The Shofar may be the least musical instrument invented. It has a shrill piercing sound, effective for calling troops to order, but not particularly musical. It is discordant rather than pleasant, startling rather than relaxing. Generally, when I listen to music I do so to unwind. The Shofar is much more about getting me to be wound, nervous, uncomfortable and startled.
The Shofar was originally a call to battle. Its shrill sounds could be heard at a great distance. Its call meant: Danger! Help! It is one of the oldest instruments and its essential primitive quality can still be heard in its piercing blasts. It is that primitive quality that draws our attention. This is why children are so riveted by the Shofar. They cannot help but pay attention to it.
It’s time to start listening to the Shofar. With summer still upon us, it seems too early. We are comfortable, settled, content in our merits but also in our failings. To listen to the Shofar means to hear that uncomfortable call. Danger! Help! All is not well inside or out. We resist that call because we don’t want to be startled.
People resist being startled and made uncomfortable. Human conservatism means that people will live in great discomfort for years before making a break with the past that offers hope. Moses frees the Israelites from Egyptian bondage, creating a moment of change and geulah, redemption. As each challenge is faced, the Israelites murmur and complain, asking again and again, “Were there not enough graves in Egypt?” They cannot see the opportunity presented by each challenge and instead see only death when they should see geulah. They would rather find the graves in Egypt than the hope of Israel.
I once saw a medical practice choose to keep a management company that had been stealing money from them. They kept this company because they were afraid of someone else being worse. Human nature means we avoid change and startling experiences even when our present situation is filled with its own discomfort.
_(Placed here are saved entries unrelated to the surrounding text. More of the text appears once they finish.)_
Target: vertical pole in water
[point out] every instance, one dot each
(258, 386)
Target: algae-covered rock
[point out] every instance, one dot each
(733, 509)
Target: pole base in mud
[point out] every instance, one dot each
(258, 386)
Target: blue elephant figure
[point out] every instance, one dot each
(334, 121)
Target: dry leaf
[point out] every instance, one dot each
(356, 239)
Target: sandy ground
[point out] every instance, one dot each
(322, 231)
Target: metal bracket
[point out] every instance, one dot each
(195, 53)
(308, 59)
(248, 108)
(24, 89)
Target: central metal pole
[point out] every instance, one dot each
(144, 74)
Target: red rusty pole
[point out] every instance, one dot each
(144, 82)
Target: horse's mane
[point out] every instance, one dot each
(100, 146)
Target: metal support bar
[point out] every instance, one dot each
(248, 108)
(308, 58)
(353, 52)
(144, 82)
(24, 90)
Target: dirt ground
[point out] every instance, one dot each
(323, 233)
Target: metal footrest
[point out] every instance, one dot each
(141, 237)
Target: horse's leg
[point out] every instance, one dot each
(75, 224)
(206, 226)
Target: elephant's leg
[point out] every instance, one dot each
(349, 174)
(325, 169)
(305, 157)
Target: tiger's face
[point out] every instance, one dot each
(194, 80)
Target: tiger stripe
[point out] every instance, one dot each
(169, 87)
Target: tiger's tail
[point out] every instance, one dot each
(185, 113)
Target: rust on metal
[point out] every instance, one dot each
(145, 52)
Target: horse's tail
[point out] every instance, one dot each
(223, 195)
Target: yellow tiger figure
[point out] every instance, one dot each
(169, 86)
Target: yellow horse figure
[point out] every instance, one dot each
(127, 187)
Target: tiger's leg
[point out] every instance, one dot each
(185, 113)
The startle reflex, though we resist it, is potentially a creative moment. The flood of adrenalin, the breaking down of old connections, creates an opportunity for new. The Israelites can only be redeemed through a moment of change. Only by leaving Egypt can they enter Israel. How many of us choose to remain in Egypt?
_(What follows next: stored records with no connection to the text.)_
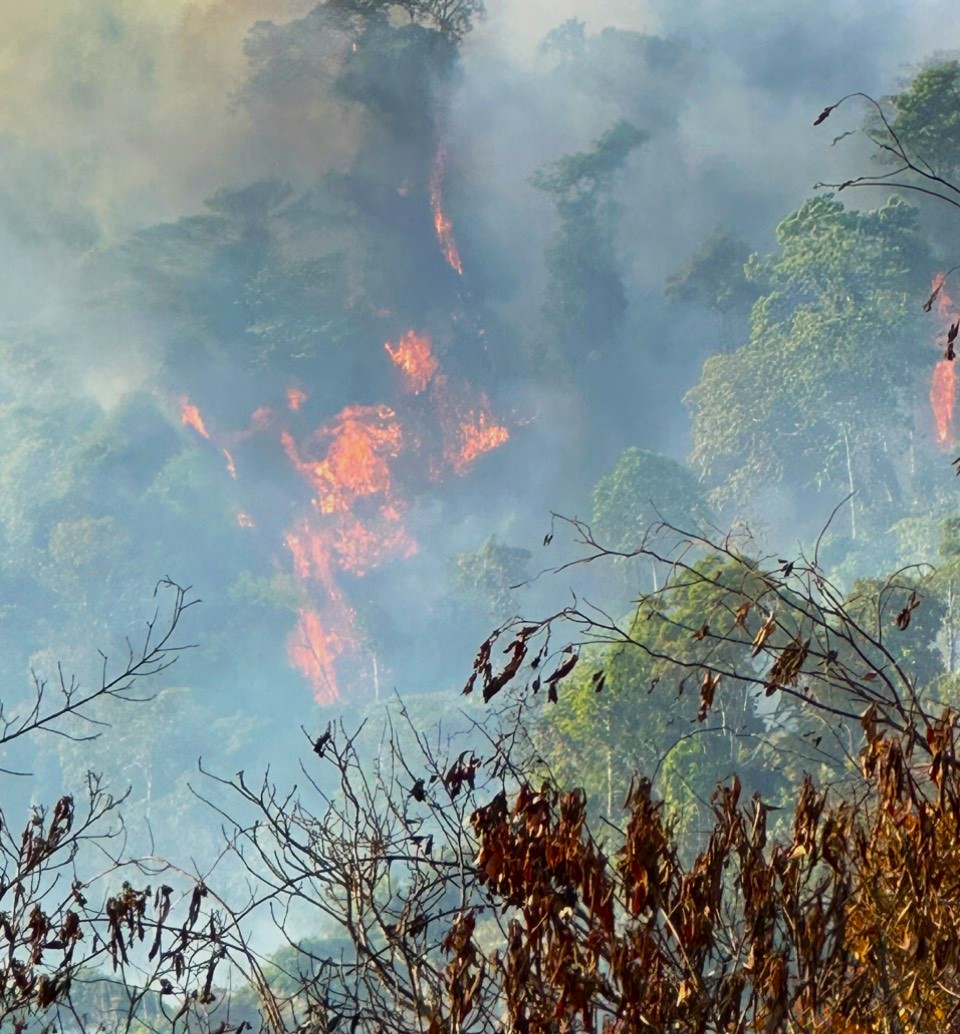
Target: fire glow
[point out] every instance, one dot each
(189, 417)
(442, 223)
(942, 387)
(355, 522)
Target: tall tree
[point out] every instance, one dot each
(823, 395)
(586, 297)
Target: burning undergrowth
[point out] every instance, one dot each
(942, 379)
(362, 469)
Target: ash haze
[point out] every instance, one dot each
(213, 217)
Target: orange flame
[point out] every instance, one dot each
(477, 435)
(189, 416)
(415, 360)
(442, 224)
(363, 439)
(942, 381)
(941, 399)
(356, 521)
(313, 651)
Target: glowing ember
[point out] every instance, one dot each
(412, 354)
(477, 434)
(356, 519)
(260, 419)
(941, 383)
(442, 224)
(363, 439)
(941, 400)
(313, 651)
(190, 417)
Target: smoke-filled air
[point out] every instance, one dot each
(479, 526)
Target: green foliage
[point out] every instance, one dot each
(823, 394)
(715, 278)
(643, 488)
(926, 118)
(586, 297)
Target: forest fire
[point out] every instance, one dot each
(363, 439)
(477, 435)
(358, 502)
(941, 400)
(412, 354)
(442, 223)
(942, 388)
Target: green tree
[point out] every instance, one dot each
(586, 297)
(926, 119)
(643, 489)
(822, 396)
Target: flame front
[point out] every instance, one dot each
(355, 522)
(415, 359)
(941, 400)
(942, 379)
(478, 434)
(363, 439)
(313, 651)
(442, 224)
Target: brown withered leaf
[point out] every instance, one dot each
(709, 686)
(903, 618)
(928, 304)
(763, 633)
(786, 668)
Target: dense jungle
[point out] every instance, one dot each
(479, 534)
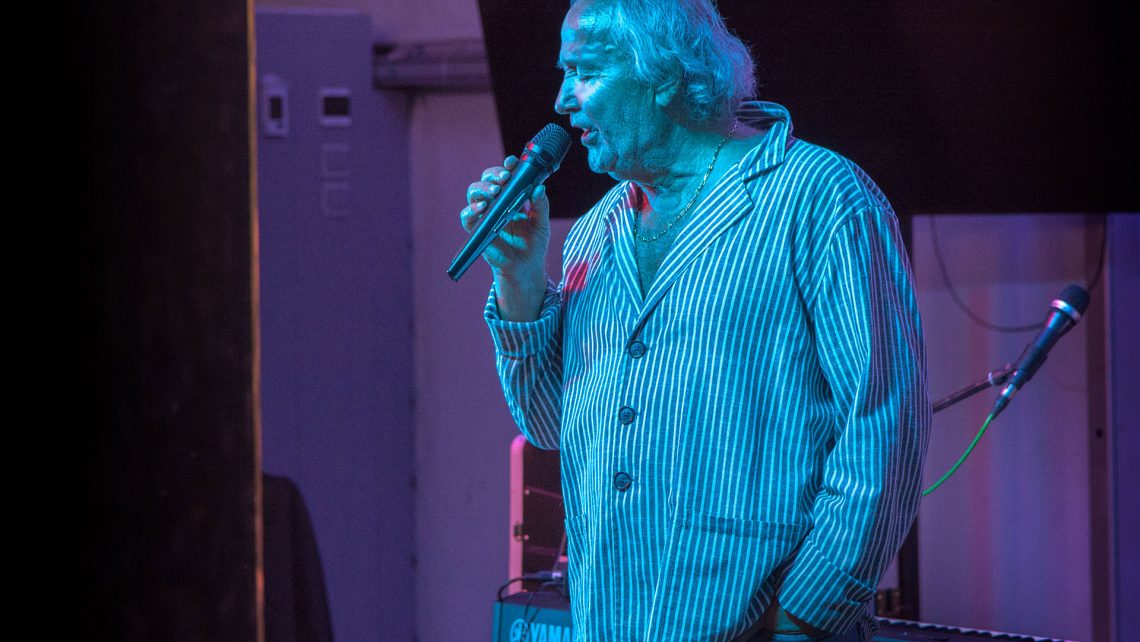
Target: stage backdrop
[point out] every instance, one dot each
(965, 106)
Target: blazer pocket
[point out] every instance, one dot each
(579, 550)
(714, 575)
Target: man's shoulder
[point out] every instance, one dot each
(830, 177)
(601, 214)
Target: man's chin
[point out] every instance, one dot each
(600, 164)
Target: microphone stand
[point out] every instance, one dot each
(993, 379)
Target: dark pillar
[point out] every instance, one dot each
(147, 311)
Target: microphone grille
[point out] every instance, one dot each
(1076, 297)
(551, 145)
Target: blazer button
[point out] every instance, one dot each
(637, 349)
(626, 415)
(623, 481)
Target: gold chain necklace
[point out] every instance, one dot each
(692, 201)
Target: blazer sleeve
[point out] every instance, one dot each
(528, 357)
(869, 340)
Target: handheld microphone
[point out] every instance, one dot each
(1066, 313)
(538, 161)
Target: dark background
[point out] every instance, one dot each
(953, 107)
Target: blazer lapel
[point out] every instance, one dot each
(724, 206)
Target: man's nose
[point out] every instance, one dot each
(564, 102)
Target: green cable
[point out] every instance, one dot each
(962, 458)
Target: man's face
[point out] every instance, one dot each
(613, 111)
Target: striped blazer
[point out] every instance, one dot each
(755, 425)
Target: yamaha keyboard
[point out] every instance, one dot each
(545, 617)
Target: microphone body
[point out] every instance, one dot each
(538, 161)
(1065, 313)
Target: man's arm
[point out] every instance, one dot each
(870, 346)
(528, 356)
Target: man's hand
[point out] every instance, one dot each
(518, 254)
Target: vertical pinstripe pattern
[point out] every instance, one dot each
(780, 413)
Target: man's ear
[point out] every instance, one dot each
(666, 92)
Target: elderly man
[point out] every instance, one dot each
(732, 366)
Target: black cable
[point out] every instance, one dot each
(507, 583)
(530, 620)
(976, 318)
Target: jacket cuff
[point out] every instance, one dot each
(523, 339)
(817, 592)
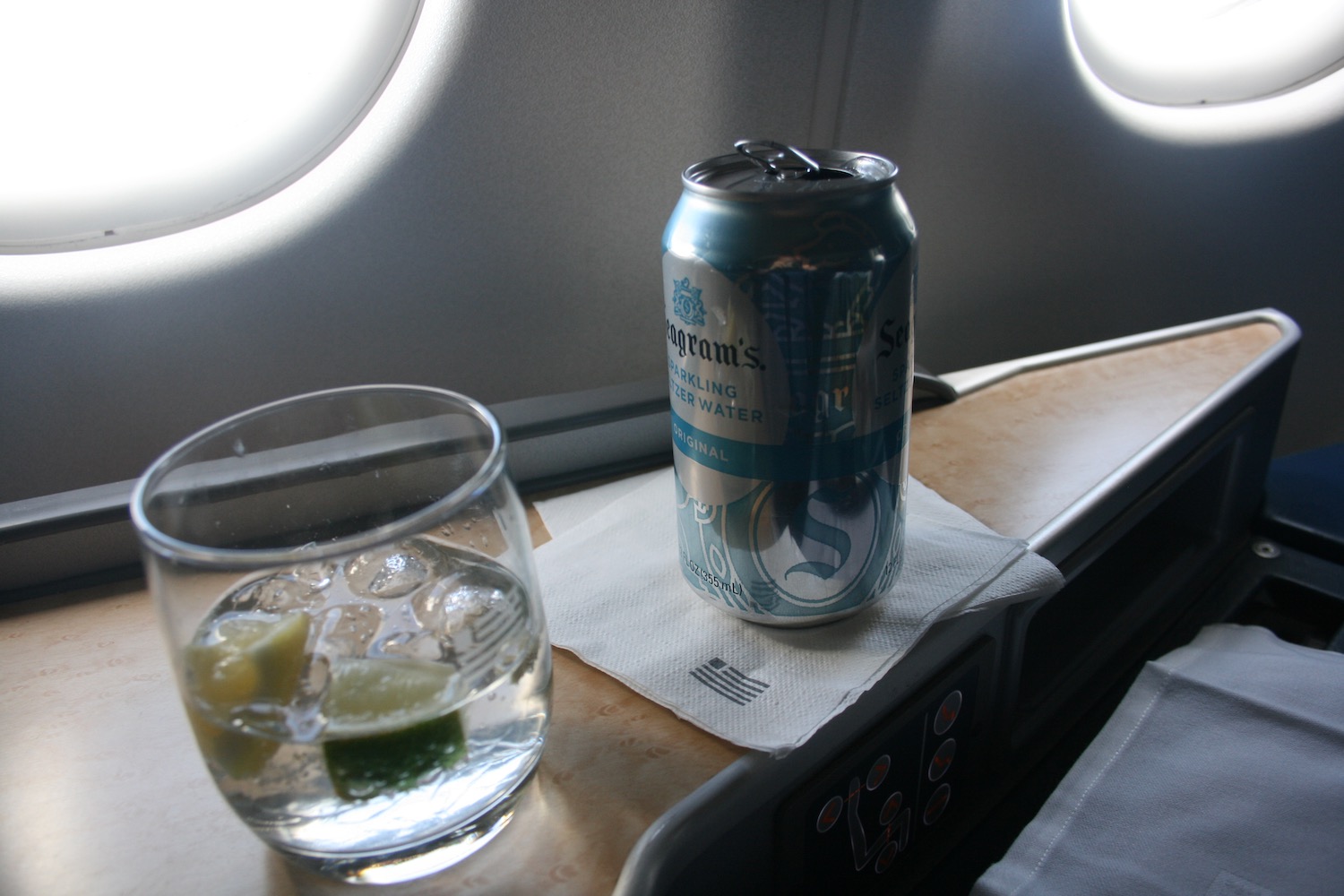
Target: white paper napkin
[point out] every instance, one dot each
(615, 595)
(1220, 774)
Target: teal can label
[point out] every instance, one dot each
(789, 332)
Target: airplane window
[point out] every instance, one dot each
(142, 117)
(1212, 69)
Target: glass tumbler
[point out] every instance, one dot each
(346, 584)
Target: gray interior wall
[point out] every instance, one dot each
(511, 246)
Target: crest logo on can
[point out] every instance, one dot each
(685, 303)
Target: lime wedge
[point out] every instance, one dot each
(250, 659)
(241, 755)
(386, 726)
(247, 659)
A month before Rosh Hashanah and Yom Kippur, we start sounding the shofar every morning. It is time to become startled, to become uncomfortable, to leave our settled places behind. During this month of Elul, it is time to begin challenging ourselves to be startled. We don’t want to hear it, we don’t want to be jostled out of our places of comfort, but redemption of self cannot occur until we are startled.
That discordant sound of the shofar makes us jump and get nervous. It reminds us that we are comfortable with our failings, that we have allowed ourselves to choose ease over good. In that moment of being startled, we wake up. Like Naval in the story of King David arising from his drunkenness, we see in an instant more clearly than we have all year. And then we can change.
Come hear the blasts of the Shofar. We are sounding the Shofar at Kol Emeth on Thurdays mornings after our 6:45 a.m. service and on Sundays following the 9am service. It is time to hear, to be startled, and to change.